Blog post is from 2007! Things have probably changed substantially for both companies since.
This really needs a (2007) tag. Virtually everything in there about the structure of Google as company is thoroughly out of date.
> Make the food in the café free. If an employee eats an average of $15 of food per day (the actual average at Google which is closer to $10) it would cost Microsoft $3,750 per year per employee to offer 3 meals a day. Instead of increasing starting salaries, switch to free food

I'm not sure this is a good idea. I wouldn't want my employer to assume that the extra $3750 (assuming the calculation is correct for now) will go in food. Salary increase sounds much better. But probably thats just me.

for my last company we convinced management that it was the right choice to have lunch provided in the office. We mostly went out to eat a food trucks or popular places in SF where the walk+wait time might be 45-60 minutes then you eat. So the time wasted going out to eat was much more then the cost to bring food into the office.
I think that going out for lunch and getting away from the office is better in the long run
Better in the short, medium and long run.

The current situation of people sitting at their desks for 8 hours solid a day has been shown to reduce life expectancy. Then there is the proven benefits of walking 30 minutes a day and the psychological benefits of Vitamin D exposure.

Campus cafeterias/food delivery should actually be gotten rid of.

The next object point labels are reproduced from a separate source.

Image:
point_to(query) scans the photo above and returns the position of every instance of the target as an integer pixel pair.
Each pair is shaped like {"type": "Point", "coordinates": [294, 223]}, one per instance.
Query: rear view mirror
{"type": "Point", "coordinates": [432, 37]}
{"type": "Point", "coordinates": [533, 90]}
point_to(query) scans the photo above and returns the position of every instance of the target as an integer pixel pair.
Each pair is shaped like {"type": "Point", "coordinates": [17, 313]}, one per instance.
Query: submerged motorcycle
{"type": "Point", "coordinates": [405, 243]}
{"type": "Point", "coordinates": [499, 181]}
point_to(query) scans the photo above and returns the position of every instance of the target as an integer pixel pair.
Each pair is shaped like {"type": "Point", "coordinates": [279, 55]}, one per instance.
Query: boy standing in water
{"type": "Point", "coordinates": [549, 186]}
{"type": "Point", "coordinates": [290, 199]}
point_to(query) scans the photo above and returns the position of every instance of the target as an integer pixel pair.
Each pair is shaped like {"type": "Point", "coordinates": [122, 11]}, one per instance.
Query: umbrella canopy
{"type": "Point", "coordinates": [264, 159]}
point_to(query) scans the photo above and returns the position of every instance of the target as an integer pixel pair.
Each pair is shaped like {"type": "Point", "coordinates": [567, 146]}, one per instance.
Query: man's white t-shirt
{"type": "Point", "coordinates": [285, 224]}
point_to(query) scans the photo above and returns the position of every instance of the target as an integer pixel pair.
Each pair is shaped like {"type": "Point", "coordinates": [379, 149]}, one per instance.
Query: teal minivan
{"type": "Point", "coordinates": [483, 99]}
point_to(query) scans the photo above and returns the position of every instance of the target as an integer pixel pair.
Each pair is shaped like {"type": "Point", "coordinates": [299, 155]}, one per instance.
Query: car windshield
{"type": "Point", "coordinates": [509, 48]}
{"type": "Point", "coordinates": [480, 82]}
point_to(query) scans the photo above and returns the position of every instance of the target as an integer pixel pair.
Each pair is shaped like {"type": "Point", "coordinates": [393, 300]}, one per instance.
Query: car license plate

Then the IRS ads this benefit in kind to you income for tax purposes so the actual benefit is taxed. I would rather have an extra 3.75 k in options which are much more tax efficient.
The food benefit isn't taxed. To get the same $3,750 food benefit via salary, your employer would have to pay you $5,000-$6,000 more in salary.
I don't understand why the comments on the blog post are so hostile. Lots of people were calling for this person's head, when what they distributed is fairly tame.
This isn't someone sharing their experience publicly, but a copy-paste from Microsoft's internal mailing list, see the note at the top:

The following has been making the rounds on just about every internal email list I belong to in Microsoft. Here it is to share a little insight with the rest of the world. Microsoft is an amazingly transparent company. Google is not. Any peek is a good peek.

So those are Microsoft employees upset about public airing of only semi-public laundry. I wouldn't mind if i wrote something like this and someone put it online, but i can see that someone else might.